Da cui l’insieme di considerazioni di seguito esemplificate:

  • La differente situazione geografica e l’impostazione di ognuno dei 21 Servizi Sanitari Regionali incidono sulla qualità ed efficacia degli interventi: quindi, si pone la questione su quale modello adottare per le problematiche di salute collettiva, se centrale unificato o decentrato, al fine di omogeneizzare gli interventi e i risultati di salute.
  • La differente organizzazione dei servizi territoriali favorisce la diseguaglianza del diritto uniforme alla salute, quindi, importante è almeno una solida coerenza a linee guida uniche per tutto il territorio nazionale.
  • L’ospedalizzazione e la gestione territoriale di primo livello/domiciliare delle acuzie, e non solo delle cronicità, diventa una realtà d’assistenza e cura da cui nasce l’esigenza di un nuovo modello di gestione.
  • Si potrebbe prendere in considerazione la possibilità di creare un percorso comune di diagnosi e cura sul territorio (percorsi diagnostico terapeutici ospedalieri/territoriali) con ruoli, funzioni e responsabilità differenziate, al fine di ottimizzare i risultati di salute e la gestione delle patologie (croniche e acute) e di quelle cure intermedie garantite entro i soli spazi ospedalieri.
  • Il rapporto tra ospedale e medicina del territorio dovrebbe riconoscere la sinergia fra questi settori d’intervento per un’ottimale gestione sanitaria. In questo modo si possono rendere compatibili, in un’economia di scala, le peculiarità dell’approccio territoriale alle cure con quelle dell’ospedale, ovvero di medicina generale e specialistica.
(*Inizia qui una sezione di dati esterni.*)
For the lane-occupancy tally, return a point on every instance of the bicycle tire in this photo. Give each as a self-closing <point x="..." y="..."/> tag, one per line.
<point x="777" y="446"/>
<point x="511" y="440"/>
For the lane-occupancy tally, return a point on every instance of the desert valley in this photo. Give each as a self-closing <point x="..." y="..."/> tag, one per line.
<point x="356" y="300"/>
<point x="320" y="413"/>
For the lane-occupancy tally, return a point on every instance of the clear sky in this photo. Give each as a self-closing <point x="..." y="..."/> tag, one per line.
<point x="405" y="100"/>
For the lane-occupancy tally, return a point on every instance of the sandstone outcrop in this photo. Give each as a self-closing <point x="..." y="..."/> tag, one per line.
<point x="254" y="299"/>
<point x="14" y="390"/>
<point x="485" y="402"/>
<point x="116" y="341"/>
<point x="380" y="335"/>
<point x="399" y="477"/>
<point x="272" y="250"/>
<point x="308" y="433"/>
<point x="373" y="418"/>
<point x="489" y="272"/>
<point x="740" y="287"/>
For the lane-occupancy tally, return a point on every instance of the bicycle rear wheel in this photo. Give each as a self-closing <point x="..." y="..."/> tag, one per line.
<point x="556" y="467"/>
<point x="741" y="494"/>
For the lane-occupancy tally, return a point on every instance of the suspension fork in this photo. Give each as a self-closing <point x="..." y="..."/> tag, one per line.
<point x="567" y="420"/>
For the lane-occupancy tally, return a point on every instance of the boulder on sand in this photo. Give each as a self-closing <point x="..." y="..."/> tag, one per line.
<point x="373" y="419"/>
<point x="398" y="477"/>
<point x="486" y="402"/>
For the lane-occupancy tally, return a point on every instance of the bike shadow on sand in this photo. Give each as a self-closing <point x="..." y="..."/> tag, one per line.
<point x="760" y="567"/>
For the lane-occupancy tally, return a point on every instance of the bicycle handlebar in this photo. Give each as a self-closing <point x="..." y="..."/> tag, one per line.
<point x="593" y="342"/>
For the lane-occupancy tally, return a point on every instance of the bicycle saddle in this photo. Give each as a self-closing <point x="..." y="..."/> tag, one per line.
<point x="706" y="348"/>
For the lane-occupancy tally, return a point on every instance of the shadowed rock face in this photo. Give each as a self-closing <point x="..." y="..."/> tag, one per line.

Quanto elaborato nel nome del miglioramento del sistema, con giusto riconoscimento delle funzioni e dei ruoli all’interno del sistema d’interventi non poteva che partire dalla considerazione più volte esternata, non solo in seno alla Consulta deontologica nazionale, della necessità di garantire senza slogan propagandistici ogni adeguata e coerente risorsa economica.

La cui sintesi rientra nelle parole ultime del ministro Schillaci quando dice che “la sanità ha bisogno di risorse” e definisce la quota del 7% del PIL, la quota minima su cui fare affidamento, in un sistema perequato e omogenizzato, sotto il controllo centrale e con valutazione degli obiettivi regionali che ogni regione deve concorrere a raggiungere.

Già nel 2015, in un intervento su Sole24ore sanità [2] si faceva riferimento alla necessità di investire come momento buono per il rilancio del sistema di salute della nazione, dopo anni di disinvestimento e, ancor più, di poca considerazione del mondo sanitario e, per quanto ci riguarda, del medico.

Con ciò punendo il cittadino debole, ammalato, privato dalla giusta e necessaria assistenza e, soprattutto, di un posto letto in ospedale, dovuto alla politica del “rami secchi portata avanti dalle Regioni dopo la non apprezzata riforma sanitaria, peraltro seguente alla 833/78, coi danni indotti al sistema coinvolgendo in questo la riforma della dirigenza in sanità.

Errori fatti a cui si chiedeva, inascoltati, di porre rimedio con un riequilibrio delle forze e degli spazi e con un nuovo rapporto interprofessionale nella complementarità dei ruoli, ma nella definizione dei limiti dell’agire dovuta ad una chiara ed evoluta programmazione e formazione, alla cui base porre le evidenti e conseguenti responsabilità.

Termine troppo spesso dimenticato nelle disamine non solo tecniche sulla sanità. Non una corsa a fare tutto, ma a fare bene secondo quanto dettato da formazione “vera” e responsabilità. Ma ciò nella logica degli investimenti sul “bene salute” i cui riverberi anche economici si hanno nel mondo del lavoro, considerando gli interventi come investimenti e non come spesa “bruta”, annotata cronicamente nel documento di programmazione finanziaria dell’ultimo trentennio.

Ciò che ci fa dire déjà dit, mais pas déjà vu” ma, purtroppo, non ascoltati di fronte ai proclami dei tribuni del risparmio sulla salute e sulla progressione professionale, per quanto ci riguarda, particolarmente di certa classe medica.